Jira plans to top construction with traditional tree

Most people within the ’Zone and especially Hereford students already know about the construction going on here, but little know of the milestone that will be reached and commemorated. With the completion of building the frame for the new addition, a topping out ceremony will be held behind the school in a few weeks after students are back from the Winter Break, weather permitting.

“I worked construction in the summers while in college and some of the buildings we constructed were topped,” said Assistant Principal Joe Jira. “So I learned about the tradition back then.”

There are many reasons that a topping out ceremony may be held. Typically it shows that the building went up without any fatalities, and serves as a good luck charm for the building in the future.

Jira is planning a topping out ceremony after the completion of the steel frame addition. For the tradition of topping out, a tree will be “on the last beam” of the building, said Jira. “We will use a fir tree, like a pine, and it will be decorated in maroon.”

The tree will be placed so that it will be visible from the road and parking lot on the right side of the building.

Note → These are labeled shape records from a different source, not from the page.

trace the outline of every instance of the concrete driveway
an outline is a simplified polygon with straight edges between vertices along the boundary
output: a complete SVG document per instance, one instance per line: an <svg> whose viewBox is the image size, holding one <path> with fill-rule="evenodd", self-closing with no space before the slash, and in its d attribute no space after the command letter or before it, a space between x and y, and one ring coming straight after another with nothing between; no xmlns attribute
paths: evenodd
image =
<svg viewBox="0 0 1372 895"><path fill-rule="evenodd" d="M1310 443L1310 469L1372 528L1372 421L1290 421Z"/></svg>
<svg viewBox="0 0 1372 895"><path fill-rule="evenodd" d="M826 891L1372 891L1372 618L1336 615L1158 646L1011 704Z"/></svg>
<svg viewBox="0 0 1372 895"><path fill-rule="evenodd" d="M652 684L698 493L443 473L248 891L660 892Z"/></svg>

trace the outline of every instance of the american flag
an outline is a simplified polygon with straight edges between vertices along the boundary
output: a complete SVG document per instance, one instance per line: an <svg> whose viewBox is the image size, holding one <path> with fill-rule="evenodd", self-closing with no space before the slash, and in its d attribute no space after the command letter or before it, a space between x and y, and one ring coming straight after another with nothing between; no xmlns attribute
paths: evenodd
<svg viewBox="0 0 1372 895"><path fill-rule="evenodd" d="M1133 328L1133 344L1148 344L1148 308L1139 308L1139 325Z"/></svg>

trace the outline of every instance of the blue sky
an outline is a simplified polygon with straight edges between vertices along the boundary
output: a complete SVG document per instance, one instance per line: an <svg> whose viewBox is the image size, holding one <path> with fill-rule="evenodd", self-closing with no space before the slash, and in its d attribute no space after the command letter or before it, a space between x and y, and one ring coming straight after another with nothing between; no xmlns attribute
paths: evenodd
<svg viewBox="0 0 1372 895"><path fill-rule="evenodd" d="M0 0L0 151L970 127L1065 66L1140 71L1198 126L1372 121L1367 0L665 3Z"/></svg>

This will allow it to be seen while parents drop off their kids for school or as the busses pull in.

“I think it would be pretty cool and add Christmas spirit to the whole school,” said David Serra (10).

“I think [the ceremony] is a caring gesture that could be nice and show holiday spirit,” said Josh Brady (11).

Celebrating the construction of a new building is not a novel idea. Even as far back as 621 B.C. the Romans celebrated the completion of the Pons Sublicus (one of the earliest known bridges in Rome, Italy) by sacrificing humans to the gods. In ancient China, chicken blood was smeared on the doorposts of new buildings instead of human blood hoping to fool the gods and prevent them from being angry with the people for cutting down trees to make the building.

By 700 A.D. in Scandinavia an evergreen tree was used as a signal to begin celebrating the completion of a construction project. Nowadays, flags are sometimes used instead. When the American flag is used it can signify a building constructed with federal funds or a symbol of the American dream.

“We pretty much always do a flag,” said Scott Sellers, a foreman with Powell Steel located in Pennsylvania. “The tree is for the safety of the whole job. [An evergreen] is usually what they put up. It will go up with the last piece of steel.”

“I haven’t heard about [a topping ceremony] but I do know about it. I feel that it might have been on TV,” Cheraden Johnson (12) said. “It looks pretty” and it’s “a good idea at the holidays.”

“I thought [the tree is] a good idea because if we add some maroon to it what a great way to christen it and make it really a part of Hereford,” said Jira. “There is a lot of tradition around here and hopefully students will take pride in knowing we are trying to make this structure ours even before it is finished.”

“I think that it would be a cool idea and definitely show school spirit,” said Zoe Seitz (9).

“I’m not opposed to it,” said P.E. teacher John Walter. “I don’t know much about it. I think that if it’s a tradition I have no problem with it.”

This history of topping out has become a cherished tradition amongst carpenters, ironworkers, and steelworkers. A fir tree raised over a construction site symbolizes the birth of a new building that they were responsible for composing.

“I think that even regardless of a person’s religious affiliation they would have an appreciation for a lit Christmas tree,” said World History teacher, Peter Imhoff. “In a downtown area, when people gaze up and see a lit Christmas tree on a construction site, it makes them stop and put their busy life on hold for a moment and forces them to appreciate nature, beauty, and the magic of the Christmas season.”